Enea Righi. E quella propensione inarrestabile al collezionismo

Uno fra i collezionisti più attenti e riservati del proscenio italiano contemporaneo, Enea Righi, racconta la storia di una visione. Traccia di un dialogo mai finito con l’arte e le sue opere. Entità culturali che durante numerose selezioni hanno instaurato un rapporto di crescita umana.

Non è mai dato sapere quanto l’opera appartenga al collezionista e viceversa, proporzionalmente o meno, quanto l’uomo sia rimasto avvinto o accresciuto dalla propria raccolta. Di Enea Righi (Sala Bolognese, 1956) risultano invece molto delineate tre peculiarità che conformano la sua ossessione: le collaborazioni con istituzioni italiane ed estere (da Museion alla Fondation Lambert); la sua incontrollabile predilezione per l’inter-medialità delle scelte (installazioni, dipinti, sculture, fotografie, disegni, interventi); e soprattutto l’estensione curatissima di una raccolta di oltre 1.000 elementi. Lavori talvolta monumentali di artisti come Balka, Boetti, Cantor, Bartolini, Kimsooja, Maloberti, ma anche la Smith, la Sterbak, Tykkä, Welling, la Horn e molti, molti ancora.
In questa intervista Artribune si è lasciato accompagnare dall’incisività e dalla precisione di un osservatore privilegiato, ma soprattutto appassionato.

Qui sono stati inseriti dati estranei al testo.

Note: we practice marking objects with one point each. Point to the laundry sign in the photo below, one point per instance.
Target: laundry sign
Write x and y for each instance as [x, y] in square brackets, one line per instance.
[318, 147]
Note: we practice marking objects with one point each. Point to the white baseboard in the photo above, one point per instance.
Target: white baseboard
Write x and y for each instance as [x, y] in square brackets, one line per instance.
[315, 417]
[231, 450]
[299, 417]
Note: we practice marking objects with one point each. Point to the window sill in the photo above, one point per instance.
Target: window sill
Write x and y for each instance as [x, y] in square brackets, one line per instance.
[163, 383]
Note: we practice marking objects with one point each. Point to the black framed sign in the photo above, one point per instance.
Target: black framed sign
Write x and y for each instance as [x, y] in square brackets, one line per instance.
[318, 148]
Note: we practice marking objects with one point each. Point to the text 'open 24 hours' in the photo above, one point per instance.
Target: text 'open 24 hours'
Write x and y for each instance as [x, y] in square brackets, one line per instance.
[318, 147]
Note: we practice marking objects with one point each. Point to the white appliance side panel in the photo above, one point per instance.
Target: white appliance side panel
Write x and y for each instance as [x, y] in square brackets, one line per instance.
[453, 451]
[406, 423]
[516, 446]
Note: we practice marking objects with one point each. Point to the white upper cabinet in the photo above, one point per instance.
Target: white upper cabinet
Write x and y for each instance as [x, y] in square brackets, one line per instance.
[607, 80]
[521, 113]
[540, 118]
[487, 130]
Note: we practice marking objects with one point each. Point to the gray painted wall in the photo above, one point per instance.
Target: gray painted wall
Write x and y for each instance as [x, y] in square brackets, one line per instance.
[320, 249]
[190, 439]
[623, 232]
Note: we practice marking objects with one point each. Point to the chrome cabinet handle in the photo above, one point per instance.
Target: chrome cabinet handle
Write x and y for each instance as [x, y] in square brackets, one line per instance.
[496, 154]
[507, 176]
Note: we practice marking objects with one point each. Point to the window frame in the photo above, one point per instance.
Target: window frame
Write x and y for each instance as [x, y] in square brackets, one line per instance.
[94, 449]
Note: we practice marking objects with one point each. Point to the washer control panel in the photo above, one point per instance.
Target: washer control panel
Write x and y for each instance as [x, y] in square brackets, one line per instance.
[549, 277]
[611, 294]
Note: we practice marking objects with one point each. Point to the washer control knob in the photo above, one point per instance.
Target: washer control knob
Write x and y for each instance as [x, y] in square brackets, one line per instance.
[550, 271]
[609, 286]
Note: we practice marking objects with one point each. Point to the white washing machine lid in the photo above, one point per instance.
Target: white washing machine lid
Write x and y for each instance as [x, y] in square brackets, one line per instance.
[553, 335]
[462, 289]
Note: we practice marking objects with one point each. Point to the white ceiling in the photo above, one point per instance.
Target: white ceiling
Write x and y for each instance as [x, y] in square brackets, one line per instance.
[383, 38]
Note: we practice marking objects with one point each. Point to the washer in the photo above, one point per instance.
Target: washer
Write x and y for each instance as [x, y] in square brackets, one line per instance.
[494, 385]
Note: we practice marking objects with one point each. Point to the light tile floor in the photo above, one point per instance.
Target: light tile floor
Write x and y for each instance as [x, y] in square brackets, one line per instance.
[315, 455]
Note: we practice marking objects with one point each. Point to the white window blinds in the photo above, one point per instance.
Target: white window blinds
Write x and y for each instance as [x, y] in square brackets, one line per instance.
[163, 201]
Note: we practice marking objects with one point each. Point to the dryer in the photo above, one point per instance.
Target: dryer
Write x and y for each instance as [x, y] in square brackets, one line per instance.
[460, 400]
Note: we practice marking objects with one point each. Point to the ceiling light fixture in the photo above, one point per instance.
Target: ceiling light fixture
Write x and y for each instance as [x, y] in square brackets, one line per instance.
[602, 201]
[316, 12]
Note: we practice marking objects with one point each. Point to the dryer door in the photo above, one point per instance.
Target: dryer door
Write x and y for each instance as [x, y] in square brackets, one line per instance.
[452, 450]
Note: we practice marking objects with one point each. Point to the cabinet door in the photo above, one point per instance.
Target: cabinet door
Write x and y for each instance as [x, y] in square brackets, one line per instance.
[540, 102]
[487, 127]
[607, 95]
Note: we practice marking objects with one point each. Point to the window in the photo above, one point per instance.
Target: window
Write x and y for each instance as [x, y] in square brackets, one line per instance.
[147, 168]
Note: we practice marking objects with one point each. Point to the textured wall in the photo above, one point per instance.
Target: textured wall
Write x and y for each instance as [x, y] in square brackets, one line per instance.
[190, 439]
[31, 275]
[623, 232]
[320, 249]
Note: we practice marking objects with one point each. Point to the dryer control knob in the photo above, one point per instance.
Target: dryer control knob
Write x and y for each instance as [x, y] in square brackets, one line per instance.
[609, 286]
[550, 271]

Ha affermato che la sua propensione all’arte e al collezionismo è cominciata con una prima folgorazione durante una mostra sul Costruttivismo a Perugia e poi attraverso uno dei suoi primi dipinti, firmato Schifano. Esiste un precedente, un fattore scatenante di questa attitudine all’arte nell’ambito della sua formazione, della sua educazione culturale o del contesto familiare al quale appartiene?
Non ricordo di avere mai avuto un’attitudine particolare al collezionismo. Ho sempre avuto una visione pragmatica della vita, anche durante l’adolescenza, che lasciava poco spazio a una relazione intima con gli oggetti. È solo più avanti che è cresciuta la curiosità di scoprire il valore intrinseco dell’oggetto artistico, l’esigenza di uno scambio intimo e il desiderio di possederlo.

A suo parere, chi è un maestro oggi (tra grandi galleristi e grandi artisti) e che cosa significa, per un collezionista della sua portata, averne uno? Se è giusto affermare che ogni collezione è un intreccio di rapporti, da chi ha imparato di più?
Non c’è un maestro particolare ma, come dice lei, tanti intrecci di rapporti e di punti di vista diversi con i quali bisogna sapersi confrontare. Cerco di prendere il meglio da ogni esperienza mi si presenti: galleristi, curatori, artisti, amici. Ognuno di loro ha una visione e un’esperienza personale dell’arte che può essere motore per nuove ricerche nella collezione.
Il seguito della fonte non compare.